The New Sacrist adjoins the Cappeli Medici, the truly awesome mauseleum those grand gentlemen and their Papal rellies built for themselves.  The scale of the Chapel is astounding - it’s a monument to finest stone work and the expense must have been truly staggeringly incomprehensible, especially compared with the “average wage” of the time.  And then there’s the dome ceiling fresco……





We snacked on the steps outside when done and then, after buying the J’s a leather market belt each, made for the gelato shop again!



Dad & kids wandered home to complete school work, stopping to admire the detail of the David at Piazza Vecchio and to sit on benches sharing far flung fairy fables.

hand of David

Jen lingered buying a few gifts for family & checking out leather bags.  There are 2 rough groups - cheap & nasty and really expensive & nice.  Just like the leather jackets. She came home predictably empty handed having decided neither of these items are on her list anyway.

Back at base camp, we cooked up a large BBQ salmon parcel each (sun-dried toms, garlic, pesto, red capsicum & nuts on a bed of cous-cous) & then sat about to read.
Jeff ducked out to buy the young blokes birthday present whilst we read and washed up.

Then it was off up the hill to Piazza Michelangelo and the Green Man to skate and watch the sun set, closely followed by a shower, light dinner and a movie for the kids.


Up in the greys of the morning with the small tweeting birds and onto our bikes we explored the greater perimeters of Florence.  Being a Sunday morning the traffic was greatly reduced, tourists were still in bed and scooters were on their day off such that we could get right across to connecting parklands and get up some speed.  Market stalls were busily setting up in the local suburbs and the odd joggers were plodding the river side & parkland walking tracks.
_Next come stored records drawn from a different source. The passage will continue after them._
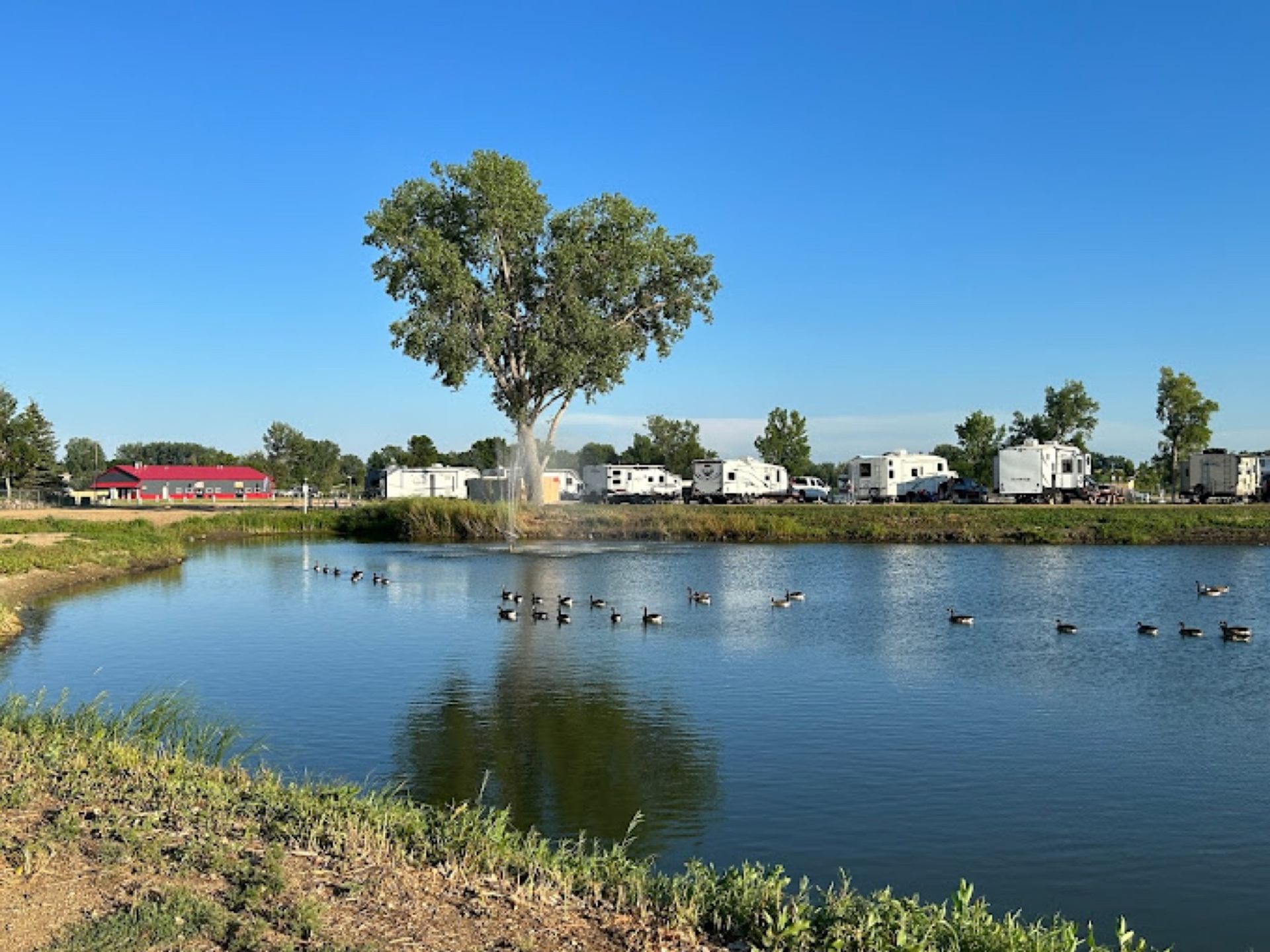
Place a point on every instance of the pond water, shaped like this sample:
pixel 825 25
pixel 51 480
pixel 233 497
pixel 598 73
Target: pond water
pixel 1089 775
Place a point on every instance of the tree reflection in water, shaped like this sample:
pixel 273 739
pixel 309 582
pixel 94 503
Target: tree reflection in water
pixel 564 758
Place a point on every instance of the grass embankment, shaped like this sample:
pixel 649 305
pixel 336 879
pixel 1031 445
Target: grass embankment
pixel 187 850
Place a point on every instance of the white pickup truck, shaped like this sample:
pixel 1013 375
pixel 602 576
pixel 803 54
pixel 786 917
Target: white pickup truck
pixel 810 489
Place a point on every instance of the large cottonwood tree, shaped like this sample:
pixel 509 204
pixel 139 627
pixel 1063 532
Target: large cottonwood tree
pixel 549 305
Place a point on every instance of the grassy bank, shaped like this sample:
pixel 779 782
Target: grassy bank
pixel 241 859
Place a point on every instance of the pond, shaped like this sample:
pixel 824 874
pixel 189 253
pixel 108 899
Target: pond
pixel 1089 775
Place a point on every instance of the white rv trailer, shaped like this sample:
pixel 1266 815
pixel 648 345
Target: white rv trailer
pixel 898 475
pixel 630 483
pixel 441 481
pixel 737 480
pixel 1037 473
pixel 1216 474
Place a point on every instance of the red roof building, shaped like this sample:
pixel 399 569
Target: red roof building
pixel 185 483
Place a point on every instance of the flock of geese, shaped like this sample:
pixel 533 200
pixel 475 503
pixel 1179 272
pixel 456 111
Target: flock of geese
pixel 509 612
pixel 1230 633
pixel 356 575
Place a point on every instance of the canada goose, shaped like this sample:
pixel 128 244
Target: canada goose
pixel 1236 633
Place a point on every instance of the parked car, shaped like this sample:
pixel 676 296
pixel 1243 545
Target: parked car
pixel 810 489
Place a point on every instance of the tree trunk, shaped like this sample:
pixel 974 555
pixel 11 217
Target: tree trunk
pixel 531 469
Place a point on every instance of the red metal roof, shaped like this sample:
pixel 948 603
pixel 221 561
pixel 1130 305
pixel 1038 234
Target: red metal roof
pixel 183 474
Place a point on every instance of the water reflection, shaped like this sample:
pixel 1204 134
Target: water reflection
pixel 564 757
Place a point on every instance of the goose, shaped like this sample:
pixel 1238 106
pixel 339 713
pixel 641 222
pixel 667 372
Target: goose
pixel 1236 633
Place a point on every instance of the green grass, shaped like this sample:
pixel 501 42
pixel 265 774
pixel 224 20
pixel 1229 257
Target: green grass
pixel 134 786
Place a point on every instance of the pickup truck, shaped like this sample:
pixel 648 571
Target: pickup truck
pixel 810 489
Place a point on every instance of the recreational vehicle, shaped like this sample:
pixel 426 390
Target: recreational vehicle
pixel 444 481
pixel 622 483
pixel 1217 474
pixel 900 475
pixel 737 480
pixel 1042 473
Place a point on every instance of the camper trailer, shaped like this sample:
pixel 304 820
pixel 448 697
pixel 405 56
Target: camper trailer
pixel 1220 475
pixel 900 475
pixel 622 483
pixel 441 481
pixel 1042 473
pixel 737 480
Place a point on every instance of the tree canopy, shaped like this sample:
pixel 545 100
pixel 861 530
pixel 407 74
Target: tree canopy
pixel 784 442
pixel 1070 415
pixel 548 305
pixel 1185 414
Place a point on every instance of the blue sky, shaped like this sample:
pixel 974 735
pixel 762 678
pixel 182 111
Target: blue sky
pixel 917 210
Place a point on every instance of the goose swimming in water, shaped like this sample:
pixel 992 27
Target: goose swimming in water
pixel 1236 633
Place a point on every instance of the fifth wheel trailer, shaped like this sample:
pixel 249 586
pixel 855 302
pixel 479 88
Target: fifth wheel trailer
pixel 1042 473
pixel 737 480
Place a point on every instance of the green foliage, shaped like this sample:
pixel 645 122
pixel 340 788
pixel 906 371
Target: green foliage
pixel 669 444
pixel 1185 414
pixel 549 306
pixel 785 444
pixel 84 460
pixel 172 454
pixel 1068 416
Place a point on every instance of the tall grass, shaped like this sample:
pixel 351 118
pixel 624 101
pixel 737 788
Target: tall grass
pixel 110 771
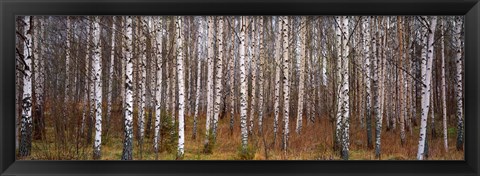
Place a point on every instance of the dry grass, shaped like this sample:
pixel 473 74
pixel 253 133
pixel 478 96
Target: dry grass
pixel 315 142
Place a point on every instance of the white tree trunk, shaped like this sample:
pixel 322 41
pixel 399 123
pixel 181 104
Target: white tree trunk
pixel 458 75
pixel 181 88
pixel 158 48
pixel 260 78
pixel 376 92
pixel 26 120
pixel 231 66
pixel 128 140
pixel 278 60
pixel 243 88
pixel 218 75
pixel 67 63
pixel 210 80
pixel 301 57
pixel 338 45
pixel 253 65
pixel 444 101
pixel 345 90
pixel 400 76
pixel 110 74
pixel 200 49
pixel 39 76
pixel 286 84
pixel 426 89
pixel 368 77
pixel 97 67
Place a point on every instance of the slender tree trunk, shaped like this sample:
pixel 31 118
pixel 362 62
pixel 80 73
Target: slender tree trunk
pixel 444 101
pixel 278 59
pixel 426 90
pixel 158 87
pixel 210 80
pixel 260 77
pixel 200 42
pixel 400 55
pixel 218 76
pixel 110 80
pixel 181 88
pixel 301 57
pixel 243 88
pixel 39 75
pixel 458 75
pixel 286 84
pixel 97 66
pixel 369 78
pixel 376 91
pixel 128 139
pixel 26 120
pixel 231 66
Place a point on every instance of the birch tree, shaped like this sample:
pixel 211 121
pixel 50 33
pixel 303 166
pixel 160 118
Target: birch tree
pixel 110 74
pixel 400 63
pixel 243 88
pixel 260 77
pixel 426 90
pixel 128 139
pixel 278 60
pixel 181 88
pixel 367 44
pixel 158 87
pixel 301 57
pixel 200 47
pixel 286 84
pixel 210 55
pixel 97 67
pixel 26 120
pixel 253 64
pixel 459 88
pixel 231 66
pixel 39 76
pixel 218 75
pixel 444 101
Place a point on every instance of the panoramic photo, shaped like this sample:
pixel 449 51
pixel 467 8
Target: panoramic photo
pixel 240 88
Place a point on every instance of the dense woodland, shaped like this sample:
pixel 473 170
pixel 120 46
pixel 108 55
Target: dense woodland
pixel 239 87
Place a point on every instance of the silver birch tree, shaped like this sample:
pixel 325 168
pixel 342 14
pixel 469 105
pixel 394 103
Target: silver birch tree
pixel 26 120
pixel 426 89
pixel 181 88
pixel 97 67
pixel 286 85
pixel 128 139
pixel 218 75
pixel 301 57
pixel 458 74
pixel 243 88
pixel 158 87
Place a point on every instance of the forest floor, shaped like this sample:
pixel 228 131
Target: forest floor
pixel 313 143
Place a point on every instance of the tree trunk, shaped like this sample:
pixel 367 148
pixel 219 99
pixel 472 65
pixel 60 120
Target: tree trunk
pixel 286 84
pixel 110 80
pixel 158 87
pixel 26 120
pixel 128 139
pixel 218 76
pixel 301 57
pixel 97 67
pixel 181 88
pixel 278 59
pixel 459 84
pixel 444 101
pixel 426 90
pixel 243 88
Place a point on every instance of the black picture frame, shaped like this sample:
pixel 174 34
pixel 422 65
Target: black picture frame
pixel 9 9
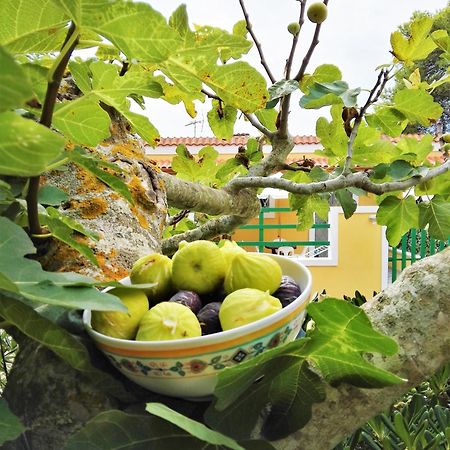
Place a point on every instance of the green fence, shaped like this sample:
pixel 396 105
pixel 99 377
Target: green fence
pixel 261 227
pixel 415 245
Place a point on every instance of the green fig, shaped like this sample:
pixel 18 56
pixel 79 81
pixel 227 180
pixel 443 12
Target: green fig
pixel 154 268
pixel 253 270
pixel 198 266
pixel 120 324
pixel 317 12
pixel 167 321
pixel 246 306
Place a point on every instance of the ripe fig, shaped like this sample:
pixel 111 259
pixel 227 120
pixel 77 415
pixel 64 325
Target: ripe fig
pixel 294 28
pixel 253 270
pixel 166 321
pixel 198 266
pixel 154 268
pixel 188 298
pixel 119 324
pixel 288 291
pixel 208 317
pixel 317 12
pixel 246 306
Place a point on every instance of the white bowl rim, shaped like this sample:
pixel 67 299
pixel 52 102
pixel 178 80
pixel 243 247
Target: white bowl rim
pixel 202 341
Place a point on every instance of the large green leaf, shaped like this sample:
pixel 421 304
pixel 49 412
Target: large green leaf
pixel 436 213
pixel 322 94
pixel 193 427
pixel 417 106
pixel 15 88
pixel 82 121
pixel 32 26
pixel 114 430
pixel 305 207
pixel 94 165
pixel 399 216
pixel 26 148
pixel 221 119
pixel 278 385
pixel 418 45
pixel 59 341
pixel 10 425
pixel 136 28
pixel 66 289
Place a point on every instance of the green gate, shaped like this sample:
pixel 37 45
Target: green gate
pixel 415 245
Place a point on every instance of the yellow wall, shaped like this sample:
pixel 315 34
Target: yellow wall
pixel 359 259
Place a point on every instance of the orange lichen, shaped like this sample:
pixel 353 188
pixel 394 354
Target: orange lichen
pixel 88 181
pixel 90 208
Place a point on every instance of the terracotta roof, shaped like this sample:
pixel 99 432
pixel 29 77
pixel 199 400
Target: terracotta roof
pixel 237 139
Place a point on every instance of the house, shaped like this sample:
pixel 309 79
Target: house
pixel 342 256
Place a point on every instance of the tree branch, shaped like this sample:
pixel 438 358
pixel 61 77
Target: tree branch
pixel 257 43
pixel 415 311
pixel 359 180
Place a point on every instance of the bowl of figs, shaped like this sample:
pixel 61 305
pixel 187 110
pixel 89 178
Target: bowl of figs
pixel 207 308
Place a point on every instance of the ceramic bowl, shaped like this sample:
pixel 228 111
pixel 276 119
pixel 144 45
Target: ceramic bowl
pixel 188 368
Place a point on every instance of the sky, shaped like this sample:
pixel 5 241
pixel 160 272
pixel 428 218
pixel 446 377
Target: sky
pixel 355 37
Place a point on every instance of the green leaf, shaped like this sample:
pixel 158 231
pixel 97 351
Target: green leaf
pixel 82 121
pixel 436 213
pixel 221 119
pixel 15 88
pixel 347 202
pixel 325 73
pixel 417 106
pixel 32 26
pixel 92 164
pixel 63 232
pixel 26 148
pixel 10 426
pixel 388 120
pixel 305 207
pixel 282 88
pixel 197 429
pixel 66 289
pixel 419 44
pixel 51 195
pixel 399 216
pixel 292 395
pixel 277 385
pixel 322 94
pixel 342 333
pixel 124 431
pixel 268 118
pixel 60 342
pixel 136 28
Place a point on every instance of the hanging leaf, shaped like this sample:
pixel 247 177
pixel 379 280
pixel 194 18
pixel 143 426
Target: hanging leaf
pixel 10 426
pixel 221 119
pixel 15 88
pixel 66 289
pixel 60 342
pixel 399 216
pixel 419 44
pixel 436 214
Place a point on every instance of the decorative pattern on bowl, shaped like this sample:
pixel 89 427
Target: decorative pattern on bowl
pixel 189 367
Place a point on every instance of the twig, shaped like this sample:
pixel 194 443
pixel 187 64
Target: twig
pixel 54 81
pixel 374 95
pixel 359 180
pixel 257 43
pixel 290 60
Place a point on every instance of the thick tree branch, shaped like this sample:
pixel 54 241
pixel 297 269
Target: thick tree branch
pixel 414 311
pixel 198 197
pixel 257 43
pixel 359 180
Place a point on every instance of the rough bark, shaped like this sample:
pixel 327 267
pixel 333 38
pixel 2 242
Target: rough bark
pixel 415 311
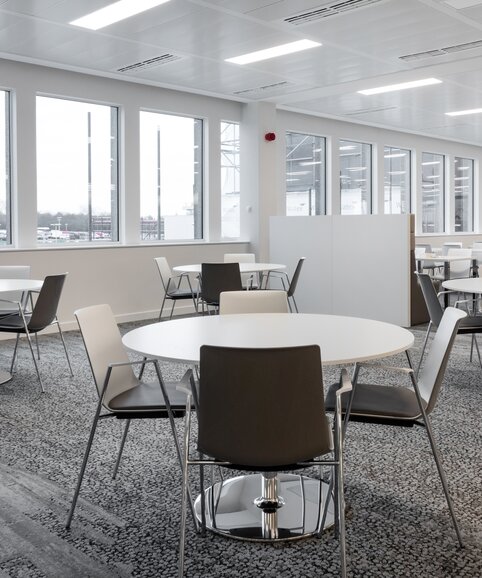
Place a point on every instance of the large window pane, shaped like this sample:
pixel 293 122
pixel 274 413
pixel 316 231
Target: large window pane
pixel 77 171
pixel 396 180
pixel 355 178
pixel 463 179
pixel 305 174
pixel 171 177
pixel 433 193
pixel 5 231
pixel 230 187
At the sprawling poorer suburban edges of the city, we were surprised to see people burning off their household waste generating enormous plumes of stinky smoke that hung heavily over the UNESCO listed city. 

Crossing back over the Arno, we climbed the city’s highest hill to the views from the San Miniato al Monte church which is encircled by the most extensive cemetry. Unattractive enormous mausoleums messily crowd around each other - somewhere in there are many greats including Carlo Lorenzini. 











As well as the usual routine, we did another 2 load of washing, skyped Gren & the Boticas (who coincidentally told us not to miss the town we planned to visit, San Gimignano, where G remembers his finest ever, to date unrivalled, spaghetti marinara!) and stole a great coffee together at the balcony bar between loads whilst the kids finished their writing.